Not All Sex Differences in Song are Indicative of Sex Differences in Song Learning Capacity
A final note of caution: sex differences can also be caused by other than social learning processes and not all sex differences in adult song necessarily reflect different learning strategies. Aspects of male and female physiology could differ such that even when both sexes learn the same songs (equally well) their songs sound different (Yamaguchi, 1998) because (1) sex differences in vocal tract anatomy affect vocal output (Ballintijn and ten Cate, 1997) and (2) seasonal and/or sex specific androgen levels could cause sex differences if females do not fully crystallize their song due to lower androgen levels. However, these questions as yet lack systematic study in songbirds (Gahr, 2014) and there are also observations of males and females that show no pronounced sex differences in song despite different steroid levels (Schwabl et al., 2015).

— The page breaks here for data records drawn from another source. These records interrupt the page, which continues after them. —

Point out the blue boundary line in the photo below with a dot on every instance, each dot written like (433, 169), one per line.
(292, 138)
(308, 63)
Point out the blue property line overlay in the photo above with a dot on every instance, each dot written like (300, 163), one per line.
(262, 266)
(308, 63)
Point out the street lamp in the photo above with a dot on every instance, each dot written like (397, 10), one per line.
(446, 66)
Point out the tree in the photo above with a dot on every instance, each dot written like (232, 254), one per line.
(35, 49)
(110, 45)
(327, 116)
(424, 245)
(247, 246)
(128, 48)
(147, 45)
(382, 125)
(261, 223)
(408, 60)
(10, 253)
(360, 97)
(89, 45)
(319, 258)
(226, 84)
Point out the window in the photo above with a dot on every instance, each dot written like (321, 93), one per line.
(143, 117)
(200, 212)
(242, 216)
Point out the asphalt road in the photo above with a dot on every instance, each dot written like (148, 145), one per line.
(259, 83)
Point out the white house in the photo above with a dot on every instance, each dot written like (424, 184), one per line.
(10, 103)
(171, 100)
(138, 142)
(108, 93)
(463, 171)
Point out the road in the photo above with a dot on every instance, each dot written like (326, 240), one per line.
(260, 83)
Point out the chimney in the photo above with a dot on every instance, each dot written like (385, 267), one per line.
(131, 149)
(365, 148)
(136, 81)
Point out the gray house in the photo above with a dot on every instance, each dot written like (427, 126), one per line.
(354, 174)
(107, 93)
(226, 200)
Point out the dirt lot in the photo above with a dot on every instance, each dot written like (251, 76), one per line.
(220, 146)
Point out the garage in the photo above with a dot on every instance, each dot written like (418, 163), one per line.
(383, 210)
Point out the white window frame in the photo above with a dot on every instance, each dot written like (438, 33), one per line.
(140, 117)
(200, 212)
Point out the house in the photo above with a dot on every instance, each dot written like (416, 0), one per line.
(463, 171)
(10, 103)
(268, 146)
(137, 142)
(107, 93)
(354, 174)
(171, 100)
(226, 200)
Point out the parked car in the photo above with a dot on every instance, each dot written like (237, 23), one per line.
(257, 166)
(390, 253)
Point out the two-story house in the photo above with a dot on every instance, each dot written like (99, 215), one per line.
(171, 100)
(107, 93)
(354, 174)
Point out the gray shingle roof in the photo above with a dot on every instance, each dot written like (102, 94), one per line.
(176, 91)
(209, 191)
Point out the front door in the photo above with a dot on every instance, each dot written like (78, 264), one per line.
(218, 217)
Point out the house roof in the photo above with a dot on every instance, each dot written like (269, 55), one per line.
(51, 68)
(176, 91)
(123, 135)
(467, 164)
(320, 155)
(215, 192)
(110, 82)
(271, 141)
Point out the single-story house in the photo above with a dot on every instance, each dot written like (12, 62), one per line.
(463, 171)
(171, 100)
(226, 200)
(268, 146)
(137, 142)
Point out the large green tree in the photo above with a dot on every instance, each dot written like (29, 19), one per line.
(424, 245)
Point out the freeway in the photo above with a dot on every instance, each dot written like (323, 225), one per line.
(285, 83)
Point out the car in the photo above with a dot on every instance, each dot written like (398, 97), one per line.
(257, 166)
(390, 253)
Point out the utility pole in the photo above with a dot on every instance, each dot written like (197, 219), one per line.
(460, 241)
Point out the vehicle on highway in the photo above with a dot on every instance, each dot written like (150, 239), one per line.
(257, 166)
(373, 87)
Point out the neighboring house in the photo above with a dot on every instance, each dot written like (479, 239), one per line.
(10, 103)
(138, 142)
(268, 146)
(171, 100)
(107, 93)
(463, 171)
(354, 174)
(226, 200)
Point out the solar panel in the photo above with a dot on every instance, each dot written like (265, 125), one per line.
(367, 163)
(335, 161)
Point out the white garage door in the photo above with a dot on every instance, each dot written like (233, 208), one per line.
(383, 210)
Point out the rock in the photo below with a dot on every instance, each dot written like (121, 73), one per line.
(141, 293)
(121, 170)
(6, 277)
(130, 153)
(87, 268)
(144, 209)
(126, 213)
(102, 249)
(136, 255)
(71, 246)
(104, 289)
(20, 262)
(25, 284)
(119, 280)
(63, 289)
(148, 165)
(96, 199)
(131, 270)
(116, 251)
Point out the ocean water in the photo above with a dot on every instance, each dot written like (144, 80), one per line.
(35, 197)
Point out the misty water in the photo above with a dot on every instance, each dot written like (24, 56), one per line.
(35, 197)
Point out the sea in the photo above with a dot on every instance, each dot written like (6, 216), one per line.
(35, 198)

Moreover, physiological mechanisms and learning strategies can interact in multiple ways. And no learning strategy fits all: sex differences could come about because the sexes differ in different aspects of their learning strategies e.g., (1) one sex learns more or more accurately than the other (see Table 1), because (2) there are sex differences in the timing of the sensitive phase (Nelson et al., 1997; Yamaguchi, 1998) or (3) as a side effect of different habitat usage and/or dispersal patterns males and females are exposed to different models or (4) show differences in active model choice, meaning that they either pick different social models (see Table 1) or pick different song models from different tutors (Geberzahn and Gahr, 2013). The most conspicuous variant of the latter strategy would be true sex-specific lineages, where both sexes have specific vocalizations and learning takes place between same-sex individuals only (Price, 1998). This has been hypothesized for a number of species, but there has not yet been systematic study in a single species that was able to exclude all possible alternative explanations (for review and discussion see Riebel, 2003).
Conclusions and Outlook
To summarize and conclude: female songbirds in many species sing and learn which songs to sing. Females of both singing and non-singing species have been documented to also acquire their song preferences through social learning processes (Riebel, 2003). Learning and cultural transmission processes deeply impact the efficacy of the signal and both learned song and preferences are subjected to natural, social, inter- and intra-sexual selection processes. The timing of sensitive phases and mechanisms of model choice but also learning-unrelated behavior such as (sex-specific) dispersal patterns all impact song and eventually fitness. Ideally, the study of how developmental processes contribute to inter-individual variation in traits and preferences should go hand in hand with studies of song function. Questions we might want to ask in future studies investigating sex differences in song (and their costs and benefits) include:
1. Do males and females differ in the timing of song learning?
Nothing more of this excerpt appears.